2.- El Espíritu Santo nos mantendrá a salvo en materia de conducta. Casi todos nosotros tenemos esta clase de experiencia de la vida: estamos tentados a hacer algo que está mal y, a punto de hacerlo, nos vuelve a la mente un dicho de Jesús, el versículo de un salmo, el recuerdo de Jesús, las palabras de alguien a quien amamos y admiramos o la enseñanza que recibimos cuando éramos pequeños. En el momento de peligro, estas cosas aparecen sin que sepamos cómo en nuestra mente: es la acción del Espíritu Santo.

(ii) Jesús habla de Su don, el don de Su paz. En el Antiguo Testamento la palabra para paz es shalóm, que nunca quiere decir simplemente la falta de problemas, sino todo lo que contribuye a nuestro bienestar total y bien supremo. La paz que el mundo nos ofrece es la de la evasión, la que viene de evitar los problemas o de no arrostrar las responsabilidades. La paz que Jesús nos ofrece es la de la victoria: ninguna experiencia de la vida nos la puede quitar, ni ningún pesar ni peligro ni sufrimiento nos la puede ensombrecer. Es independiente de todas las circunstancias exteriores.

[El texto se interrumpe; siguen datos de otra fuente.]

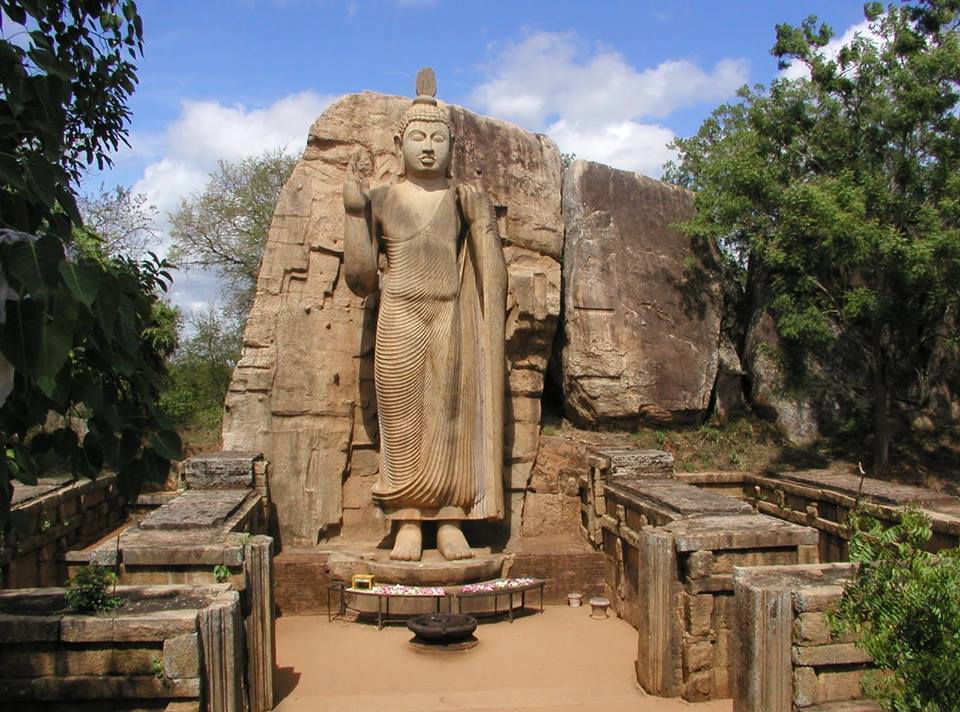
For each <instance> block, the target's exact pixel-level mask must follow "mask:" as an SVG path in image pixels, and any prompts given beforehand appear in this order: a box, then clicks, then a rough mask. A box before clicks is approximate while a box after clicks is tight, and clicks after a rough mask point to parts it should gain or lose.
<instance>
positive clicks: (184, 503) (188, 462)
mask: <svg viewBox="0 0 960 712" xmlns="http://www.w3.org/2000/svg"><path fill="white" fill-rule="evenodd" d="M184 475H185V477H184V479H185V481H186V483H187V484H188V485H189V487H190V489H187V490H186V491H183V492H181V493H179V494H178V495H177V496H175V497H173V498H172V499H169V500H166V499H165V500H164V501H165V503H164V504H162V505H161V506H159V507H158V508H156V509H153V510H152V511H150V512H149V513H147V514H146V515H145V516H144V517H143V519H142V520H141V521H139V522H137V523H134V524H132V525H131V526H129V527H128V528H127V529H125V530H124V531H123V532H121V533H120V534H119V536H118V538H111V539H110V540H108V541H105V542H103V543H101V544H99V545H97V546H92V547H88V548H86V549H83V550H77V551H71V552H69V553H68V554H67V559H68V564H69V566H70V570H71V573H72V572H73V571H74V570H75V569H76V568H77V567H79V566H83V565H86V564H88V563H94V564H99V565H102V566H109V567H112V568H115V569H116V570H118V571H119V572H120V582H121V583H123V584H128V585H159V584H171V585H174V584H176V585H182V584H210V583H213V582H214V581H217V582H225V583H229V584H230V585H231V586H232V588H233V589H234V590H235V591H236V592H237V593H238V594H239V595H240V598H241V602H242V611H243V620H244V627H245V631H244V633H242V634H241V637H240V640H241V649H242V650H243V654H242V655H241V660H245V661H246V662H245V665H246V673H245V674H246V681H247V688H246V694H247V696H248V703H249V708H250V709H251V710H252V712H262V711H263V710H269V709H272V707H273V670H274V604H273V554H274V552H273V539H272V538H271V537H269V536H265V535H264V533H265V532H266V531H268V526H269V524H268V523H269V520H268V515H269V511H270V510H269V501H268V500H267V463H266V461H264V460H263V458H262V457H261V456H260V455H259V454H256V453H235V452H229V453H214V454H212V455H204V456H198V457H195V458H191V459H190V460H188V461H187V462H186V463H184Z"/></svg>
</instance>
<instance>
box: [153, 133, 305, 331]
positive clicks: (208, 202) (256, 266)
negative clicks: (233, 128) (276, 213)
mask: <svg viewBox="0 0 960 712" xmlns="http://www.w3.org/2000/svg"><path fill="white" fill-rule="evenodd" d="M295 164H296V158H294V157H292V156H289V155H287V154H285V153H283V152H281V151H267V152H265V153H262V154H260V155H259V156H253V157H249V158H244V159H243V160H241V161H239V162H237V163H231V162H229V161H220V163H219V164H218V166H217V170H216V171H214V172H213V173H211V174H210V181H209V183H208V184H207V186H206V188H204V190H203V191H202V192H201V193H196V194H194V195H192V196H190V197H189V198H187V199H185V200H183V201H181V203H180V205H179V207H178V208H177V210H176V211H174V213H173V214H172V215H171V216H170V224H171V230H170V235H171V237H172V239H173V247H172V249H171V251H170V259H171V260H173V261H174V262H176V263H177V264H179V265H181V266H184V267H190V266H199V267H204V268H213V269H216V270H217V271H218V272H219V274H220V276H221V278H222V280H223V282H224V283H225V286H226V292H227V293H226V297H227V307H228V308H229V309H230V310H231V312H232V315H233V316H234V317H235V318H239V319H243V318H245V317H246V315H247V313H248V312H249V311H250V305H251V304H252V303H253V293H254V289H255V287H256V281H257V272H258V271H259V269H260V259H261V257H262V256H263V246H264V243H265V242H266V239H267V232H268V231H269V230H270V222H271V221H272V220H273V212H274V210H275V208H276V205H277V198H278V197H279V195H280V189H281V188H283V184H284V183H285V182H286V181H287V179H288V178H289V177H290V173H291V172H292V171H293V167H294V165H295Z"/></svg>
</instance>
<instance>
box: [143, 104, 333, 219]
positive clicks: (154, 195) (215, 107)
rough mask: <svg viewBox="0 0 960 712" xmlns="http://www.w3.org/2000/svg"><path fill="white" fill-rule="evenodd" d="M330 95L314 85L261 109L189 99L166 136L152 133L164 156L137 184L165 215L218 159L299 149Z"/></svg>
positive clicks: (187, 191)
mask: <svg viewBox="0 0 960 712" xmlns="http://www.w3.org/2000/svg"><path fill="white" fill-rule="evenodd" d="M331 100H332V97H328V96H322V95H319V94H316V93H314V92H310V91H305V92H300V93H298V94H292V95H290V96H286V97H284V98H282V99H280V100H279V101H277V102H276V103H274V104H271V105H270V106H268V107H266V108H262V109H248V108H247V107H244V106H243V105H240V104H237V105H234V106H224V105H223V104H220V103H218V102H215V101H190V100H185V101H183V102H182V104H181V110H180V115H179V116H178V117H177V118H176V119H175V120H174V121H173V122H172V123H171V124H170V125H169V126H167V128H166V130H165V132H164V134H163V139H162V140H158V139H157V138H156V137H152V138H151V139H149V146H150V148H151V149H152V151H153V152H154V154H155V155H159V156H160V158H158V159H157V160H155V161H153V162H152V163H150V164H149V165H147V167H146V168H145V169H144V171H143V175H142V177H141V178H140V179H139V180H138V181H137V182H136V183H135V184H134V186H133V190H134V192H135V193H144V194H145V195H146V196H147V199H148V200H149V201H150V202H151V203H152V204H154V205H156V206H157V209H158V210H159V212H160V215H161V216H165V215H166V214H167V213H168V212H169V211H171V210H173V209H174V208H176V206H177V204H178V203H179V202H180V200H181V199H182V198H185V197H187V196H188V195H190V194H191V193H193V192H196V191H198V190H201V189H202V188H203V186H204V185H205V184H206V179H207V176H208V175H209V173H210V171H212V170H213V169H214V168H215V167H216V165H217V161H221V160H225V161H237V160H240V159H242V158H245V157H247V156H253V155H257V154H259V153H263V152H264V151H268V150H275V149H281V150H284V151H288V152H291V153H292V152H296V151H298V150H299V149H300V148H301V147H302V146H304V145H305V143H306V138H307V129H308V128H309V127H310V124H311V123H313V121H314V119H316V118H317V116H319V115H320V113H321V112H322V111H323V110H324V109H325V108H326V107H327V105H328V104H329V103H330V101H331ZM135 145H136V143H135Z"/></svg>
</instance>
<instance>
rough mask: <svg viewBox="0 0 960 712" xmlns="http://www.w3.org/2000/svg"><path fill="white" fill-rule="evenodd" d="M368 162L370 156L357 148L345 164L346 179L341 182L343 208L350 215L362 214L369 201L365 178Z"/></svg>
mask: <svg viewBox="0 0 960 712" xmlns="http://www.w3.org/2000/svg"><path fill="white" fill-rule="evenodd" d="M369 163H370V157H369V155H367V153H366V151H364V150H363V149H357V151H356V152H355V153H354V154H353V156H351V157H350V162H349V163H348V164H347V179H346V180H345V181H344V182H343V208H344V210H346V211H347V213H349V214H351V215H363V213H364V212H365V211H366V209H367V204H368V203H369V202H370V196H369V195H367V179H366V173H367V170H368V168H369Z"/></svg>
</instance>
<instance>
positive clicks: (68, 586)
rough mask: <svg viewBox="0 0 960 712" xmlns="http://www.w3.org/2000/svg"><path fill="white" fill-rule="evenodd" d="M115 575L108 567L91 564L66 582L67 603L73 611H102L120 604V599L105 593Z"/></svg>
mask: <svg viewBox="0 0 960 712" xmlns="http://www.w3.org/2000/svg"><path fill="white" fill-rule="evenodd" d="M116 579H117V577H116V574H114V573H113V572H112V571H110V569H106V568H104V567H102V566H96V565H94V564H91V565H89V566H84V567H83V568H82V569H80V570H79V571H78V572H77V575H76V577H75V578H74V579H73V580H72V581H68V582H67V593H66V596H67V605H68V606H69V607H70V610H71V611H73V612H74V613H102V612H103V611H112V610H113V609H114V608H117V607H119V606H120V599H119V598H117V597H116V596H111V595H108V594H107V588H108V587H109V586H112V585H113V583H114V582H115V581H116Z"/></svg>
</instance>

(iii) Jesús habla de Su destino: vuelve a Su Padre; y dice que, si Sus discípulos Le aman de veras, se alegrarán. Iba a ser liberado de las limitaciones de este mundo, y a ser restituido a Su gloria. Si captamos de veras la verdad del Evangelio, nos alegraremos siempre que los que amamos se vayan para estar con Dios. Eso no es decir, desde luego, que no debemos sentir la punzada de la separación y de la pérdida temporal; pero, pese al dolor y a la soledad, debemos alegrarnos de que, después de las dificultades y pruebas de la Tierra, los que arpamos han ido a algo mejor. No debemos nunca ver con malos ojos el que hayan entrado en su descanso; porque debemos recordar que han entrado, no en la muerte, sino en la verdadera vida.

(iv) Jesús habla de Su lucha. La Cruz era Su batalla final con los poderes del mal; pero Jesús no tenía miedo, porque sabía que el mal no tenía ningún poder decisivo sobre El. Iba a la muerte con la seguridad, no de la derrota, sino de la victoria definitiva.

(v) Habla de Su vindicación. De momento la humanidad no vería en la Cruz nada más que humillación y vergüenza; pero llegaría la hora cuando vería Su obediencia a Dios y Su amor a la humanidad. Las mismas cosas que eran la clave de la vida de Jesús encontraron su suprema expresión en la Cruz.